Modern transport infrastructures need to be able to cope with growing, and increasingly mobile, populations, yet central and local governments are operating in an era of austerity where major new investment in infrastructure is unlikely. Data science and data-centric engineering offer a potential solution to this problem. By optimising the existing use of infrastructure through exploitation of new data about the way the infrastructure is used, there is the possibility of improving the performance of existing traffic networks without making major new investments.
Explaining the science
The availability of new data is transforming the way we study human behaviour as well as plan and operate infrastructure. Along with data from sensors there have also been great increases in crowd-sourced data, social data, and administrative data. Millions of volunteers contribute geographic data to platforms like OpenStreetMap capturing details including points of interest, bus stops, restaurants, and walking trails.

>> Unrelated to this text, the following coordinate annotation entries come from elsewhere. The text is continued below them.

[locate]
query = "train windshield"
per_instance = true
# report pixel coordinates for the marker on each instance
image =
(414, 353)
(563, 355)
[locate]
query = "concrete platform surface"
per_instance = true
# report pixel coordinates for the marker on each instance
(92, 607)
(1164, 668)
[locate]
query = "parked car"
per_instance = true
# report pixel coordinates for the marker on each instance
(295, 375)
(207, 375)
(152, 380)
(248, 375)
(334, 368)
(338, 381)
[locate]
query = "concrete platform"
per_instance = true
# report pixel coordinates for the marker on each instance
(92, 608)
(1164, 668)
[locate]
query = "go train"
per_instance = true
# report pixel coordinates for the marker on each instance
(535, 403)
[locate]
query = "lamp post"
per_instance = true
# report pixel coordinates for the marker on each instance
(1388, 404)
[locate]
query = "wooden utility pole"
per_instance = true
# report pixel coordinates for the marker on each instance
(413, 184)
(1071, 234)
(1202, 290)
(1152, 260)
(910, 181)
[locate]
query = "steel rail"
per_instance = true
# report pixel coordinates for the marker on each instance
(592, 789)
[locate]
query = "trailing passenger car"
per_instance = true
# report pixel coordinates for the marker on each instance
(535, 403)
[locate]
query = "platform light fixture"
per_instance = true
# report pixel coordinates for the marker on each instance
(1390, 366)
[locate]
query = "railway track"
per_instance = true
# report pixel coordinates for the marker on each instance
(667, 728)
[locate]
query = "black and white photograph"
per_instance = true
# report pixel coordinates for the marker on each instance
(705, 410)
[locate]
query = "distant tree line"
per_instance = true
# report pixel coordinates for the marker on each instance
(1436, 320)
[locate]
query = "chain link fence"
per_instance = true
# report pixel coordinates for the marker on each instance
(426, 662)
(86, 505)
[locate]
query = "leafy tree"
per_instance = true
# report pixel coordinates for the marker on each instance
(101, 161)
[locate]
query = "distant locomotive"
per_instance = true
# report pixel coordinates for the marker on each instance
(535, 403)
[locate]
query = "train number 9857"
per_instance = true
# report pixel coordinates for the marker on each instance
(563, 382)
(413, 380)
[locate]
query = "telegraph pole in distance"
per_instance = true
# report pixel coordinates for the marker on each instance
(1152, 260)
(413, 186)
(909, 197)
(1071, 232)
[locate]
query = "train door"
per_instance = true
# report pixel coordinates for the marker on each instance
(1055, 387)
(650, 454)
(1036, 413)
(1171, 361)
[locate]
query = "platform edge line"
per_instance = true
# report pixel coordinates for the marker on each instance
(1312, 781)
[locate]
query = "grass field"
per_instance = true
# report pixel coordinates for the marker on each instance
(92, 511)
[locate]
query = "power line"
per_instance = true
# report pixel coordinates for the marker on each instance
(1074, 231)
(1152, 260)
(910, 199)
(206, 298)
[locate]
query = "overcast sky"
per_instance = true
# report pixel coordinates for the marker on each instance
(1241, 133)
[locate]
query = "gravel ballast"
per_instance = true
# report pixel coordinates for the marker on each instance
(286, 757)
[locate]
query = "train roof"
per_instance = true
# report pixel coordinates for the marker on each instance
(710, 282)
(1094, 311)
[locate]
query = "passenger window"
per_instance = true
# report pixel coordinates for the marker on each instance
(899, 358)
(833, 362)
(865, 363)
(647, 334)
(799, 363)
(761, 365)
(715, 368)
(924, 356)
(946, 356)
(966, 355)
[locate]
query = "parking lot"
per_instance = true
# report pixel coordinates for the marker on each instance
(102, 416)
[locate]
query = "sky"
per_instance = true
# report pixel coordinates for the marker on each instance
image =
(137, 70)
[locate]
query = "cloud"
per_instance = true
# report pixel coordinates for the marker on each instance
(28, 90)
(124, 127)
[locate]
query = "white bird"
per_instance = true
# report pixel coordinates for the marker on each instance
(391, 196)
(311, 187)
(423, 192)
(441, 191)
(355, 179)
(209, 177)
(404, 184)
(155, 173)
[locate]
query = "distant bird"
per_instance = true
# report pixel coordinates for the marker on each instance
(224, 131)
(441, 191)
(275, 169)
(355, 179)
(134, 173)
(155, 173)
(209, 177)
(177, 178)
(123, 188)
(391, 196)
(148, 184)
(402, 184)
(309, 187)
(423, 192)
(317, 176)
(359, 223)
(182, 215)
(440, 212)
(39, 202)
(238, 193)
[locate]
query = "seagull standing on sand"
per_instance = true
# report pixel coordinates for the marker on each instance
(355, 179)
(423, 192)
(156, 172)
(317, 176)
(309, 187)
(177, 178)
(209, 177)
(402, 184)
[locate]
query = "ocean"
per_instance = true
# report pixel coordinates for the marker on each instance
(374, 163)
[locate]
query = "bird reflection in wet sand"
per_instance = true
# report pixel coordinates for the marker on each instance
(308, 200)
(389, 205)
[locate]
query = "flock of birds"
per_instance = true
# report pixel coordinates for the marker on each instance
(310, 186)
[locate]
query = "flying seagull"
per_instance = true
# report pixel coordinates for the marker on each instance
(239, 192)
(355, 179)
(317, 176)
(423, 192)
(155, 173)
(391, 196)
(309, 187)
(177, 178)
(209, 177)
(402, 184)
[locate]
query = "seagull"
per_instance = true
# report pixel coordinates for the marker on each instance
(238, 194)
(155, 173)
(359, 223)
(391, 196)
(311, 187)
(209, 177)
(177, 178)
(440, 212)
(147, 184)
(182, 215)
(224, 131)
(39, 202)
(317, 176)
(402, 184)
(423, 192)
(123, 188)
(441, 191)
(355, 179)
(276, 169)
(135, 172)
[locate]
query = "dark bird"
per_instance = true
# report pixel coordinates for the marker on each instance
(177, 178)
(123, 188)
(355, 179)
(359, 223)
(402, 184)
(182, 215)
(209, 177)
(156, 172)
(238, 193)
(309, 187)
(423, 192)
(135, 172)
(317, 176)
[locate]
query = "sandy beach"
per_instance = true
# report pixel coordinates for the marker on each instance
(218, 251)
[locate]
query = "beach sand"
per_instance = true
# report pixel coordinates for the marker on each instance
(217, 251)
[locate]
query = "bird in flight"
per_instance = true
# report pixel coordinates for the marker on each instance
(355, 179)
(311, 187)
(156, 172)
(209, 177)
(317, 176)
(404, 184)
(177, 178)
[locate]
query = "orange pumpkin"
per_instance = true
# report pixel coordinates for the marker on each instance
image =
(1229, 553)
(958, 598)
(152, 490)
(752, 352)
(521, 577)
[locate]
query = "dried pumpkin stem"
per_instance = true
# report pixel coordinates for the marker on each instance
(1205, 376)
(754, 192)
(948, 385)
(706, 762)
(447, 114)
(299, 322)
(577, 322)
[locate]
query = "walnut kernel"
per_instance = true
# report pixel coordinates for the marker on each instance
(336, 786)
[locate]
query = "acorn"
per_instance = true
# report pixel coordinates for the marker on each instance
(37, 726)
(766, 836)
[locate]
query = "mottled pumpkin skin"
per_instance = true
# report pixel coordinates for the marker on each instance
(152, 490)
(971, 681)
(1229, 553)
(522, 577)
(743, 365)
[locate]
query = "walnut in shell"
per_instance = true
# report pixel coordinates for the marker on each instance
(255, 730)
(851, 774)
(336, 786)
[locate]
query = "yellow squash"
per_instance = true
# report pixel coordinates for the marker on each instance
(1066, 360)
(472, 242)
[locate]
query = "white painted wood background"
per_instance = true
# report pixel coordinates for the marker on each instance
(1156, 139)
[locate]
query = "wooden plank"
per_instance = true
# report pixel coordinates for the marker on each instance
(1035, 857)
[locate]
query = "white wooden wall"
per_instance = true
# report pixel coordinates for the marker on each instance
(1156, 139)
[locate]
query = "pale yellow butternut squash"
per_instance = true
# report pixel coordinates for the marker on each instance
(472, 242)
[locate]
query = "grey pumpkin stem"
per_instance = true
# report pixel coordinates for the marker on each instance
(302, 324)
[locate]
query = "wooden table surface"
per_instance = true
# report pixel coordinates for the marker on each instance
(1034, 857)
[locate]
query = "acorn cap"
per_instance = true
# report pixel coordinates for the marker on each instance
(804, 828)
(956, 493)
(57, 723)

At the same time, huge swaths of social data (e.g., online reviews, posts on social networking sites, etc.) augment our physical space with additional data that can reveal commuting patterns and other human activity.
Finally, administrative and government processes are digital, available in real-time, and more easily linked and searched than ever before.
This project seeks to investigate how the additional data sources detailed above complement sensor and mobile phone data to give us a deeper understanding of human behaviour. This understanding will then be used to improve modelling and prediction tasks.
The project also seeks to innovate ways in which to visualise and analyse relevant data quickly.
The project is operating in collaboration with the Oxfordshire County Council and Google’s Better Cities programme. As a medieval city with a historic, unplanned centre, Oxford faces a number of infrastructure challenges as its 160,000 residents and nearly 50,000 inward commuters move around the city.
In the last few years Oxford has opened a new rail station, engaged in a large commercial redevelopment project in its city centre, and experienced multiple instances of severe flooding.
Through the data and methods developed in this project, we will better forecast traffic disruptions and understand how changes in infrastructure and business redevelopment affect mobility.